Interesting comments, Jenn. Having spent a good portion of my life in the north and the last 13 years in the south I've noticed some interesting things about racial relationships and attitudes between the two regions.
In the north it was, generally speaking, much more taboo to make racial comments, and the south was the butt of a lot of stereotyping and jokes. But in everyday life up there the blacks and whites stayed separate and to themselves whenever possible...there wasn't a lot of social mixing.
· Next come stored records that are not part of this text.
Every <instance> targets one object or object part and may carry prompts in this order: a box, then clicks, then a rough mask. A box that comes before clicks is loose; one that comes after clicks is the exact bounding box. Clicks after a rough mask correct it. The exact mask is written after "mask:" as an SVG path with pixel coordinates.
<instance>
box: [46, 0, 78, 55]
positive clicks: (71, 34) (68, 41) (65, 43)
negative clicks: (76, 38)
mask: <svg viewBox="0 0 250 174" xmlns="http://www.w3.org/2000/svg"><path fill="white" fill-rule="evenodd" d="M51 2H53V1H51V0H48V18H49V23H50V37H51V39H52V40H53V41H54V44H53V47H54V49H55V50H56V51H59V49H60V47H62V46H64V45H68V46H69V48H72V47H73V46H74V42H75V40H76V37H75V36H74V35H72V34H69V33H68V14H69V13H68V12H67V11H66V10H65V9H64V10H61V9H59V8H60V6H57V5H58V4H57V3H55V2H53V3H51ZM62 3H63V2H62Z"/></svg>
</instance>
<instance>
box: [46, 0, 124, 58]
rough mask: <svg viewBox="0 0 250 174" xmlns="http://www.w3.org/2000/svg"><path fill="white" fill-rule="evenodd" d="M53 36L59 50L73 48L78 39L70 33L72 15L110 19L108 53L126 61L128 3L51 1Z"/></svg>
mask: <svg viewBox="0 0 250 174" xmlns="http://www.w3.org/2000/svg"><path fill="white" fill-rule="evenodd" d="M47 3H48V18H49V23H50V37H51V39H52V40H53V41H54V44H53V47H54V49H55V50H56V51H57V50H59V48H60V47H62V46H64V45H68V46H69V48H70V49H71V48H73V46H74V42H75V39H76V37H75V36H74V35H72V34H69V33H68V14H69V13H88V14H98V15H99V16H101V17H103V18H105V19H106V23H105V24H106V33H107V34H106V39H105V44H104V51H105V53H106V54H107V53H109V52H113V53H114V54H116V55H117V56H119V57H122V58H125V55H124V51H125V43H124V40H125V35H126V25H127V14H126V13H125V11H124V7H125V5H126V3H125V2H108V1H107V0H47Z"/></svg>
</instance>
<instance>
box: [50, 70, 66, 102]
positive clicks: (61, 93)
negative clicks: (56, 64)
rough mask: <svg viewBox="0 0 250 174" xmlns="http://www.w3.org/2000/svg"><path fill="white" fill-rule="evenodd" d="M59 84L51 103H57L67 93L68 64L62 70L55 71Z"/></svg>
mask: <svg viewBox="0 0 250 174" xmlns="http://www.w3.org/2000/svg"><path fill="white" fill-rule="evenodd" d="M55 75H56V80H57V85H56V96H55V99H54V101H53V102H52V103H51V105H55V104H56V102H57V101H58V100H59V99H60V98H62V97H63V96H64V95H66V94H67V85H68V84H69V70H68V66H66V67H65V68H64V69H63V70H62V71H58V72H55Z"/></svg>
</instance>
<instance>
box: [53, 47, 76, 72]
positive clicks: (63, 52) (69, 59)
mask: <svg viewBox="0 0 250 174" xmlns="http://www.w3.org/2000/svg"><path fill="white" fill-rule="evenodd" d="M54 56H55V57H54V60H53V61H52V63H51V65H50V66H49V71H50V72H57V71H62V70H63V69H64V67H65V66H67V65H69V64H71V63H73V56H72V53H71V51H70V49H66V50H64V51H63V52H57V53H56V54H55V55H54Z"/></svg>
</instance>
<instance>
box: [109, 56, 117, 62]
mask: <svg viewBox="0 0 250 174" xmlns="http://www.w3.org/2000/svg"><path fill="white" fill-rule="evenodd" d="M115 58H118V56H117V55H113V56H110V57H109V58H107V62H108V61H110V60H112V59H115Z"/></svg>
My sense was that there was a lot of unspoken distrust between them, even though it wasn't verbalized as much.
In the south there is racism for sure, and I've found several people very willing to openly express their dislike of blacks, even though I didn't really know them well. They say things very negatively about blacks in a very manner of fact way..like they're talking about the weather.
The strange thing though is that blacks and whites have been working, eating, playing and doing everyday life things that bring them together for so long that there is a lot of social mixing between the two groups, and the end result of that is that interracial marriages and close friendships are not that uncommon. Working with blacks in the office you find after a while that you don't think of them as "black", but as just another co-worker. You become blind to their skin color, and like or dislike them based on their personality.

In a nutshell what I'm trying to say is that I found an outward intolerance to racial bigotry to be more prevelant up north, but in everyday living found the two groups to be much more segregated. In the south I've found plenty of examples of people being openly bigoted about anyone with dark skin, but in everyday life seen the two groups working and existing in harmony much more than I did up north.


 
FN Posted: Sun May 4 12:19:54 2008 Post | Quote in Reply  
  One thing that's for sure though, black people have a pungent odour that's quite horrifying.

I don't know whether it's natural or because of bad hygene.


 
mat_j Posted: Thu May 8 02:42:43 2008 Post | Quote in Reply  
  Christophe said:
>One thing that's for sure though, black people have a pungent odour that's quite horrifying.
>
>I don't know whether it's natural or because of bad hygene.


A lot of people say that about Belgian people in the UK, y'know that you don't buy any soap, perhaps the Black people in Beligum heard this and are trying to fit in? That's what you want right?

But seriously

The Belgians are an industrious people, with good conservative family values and some of the finest chocolates and pastries in the world.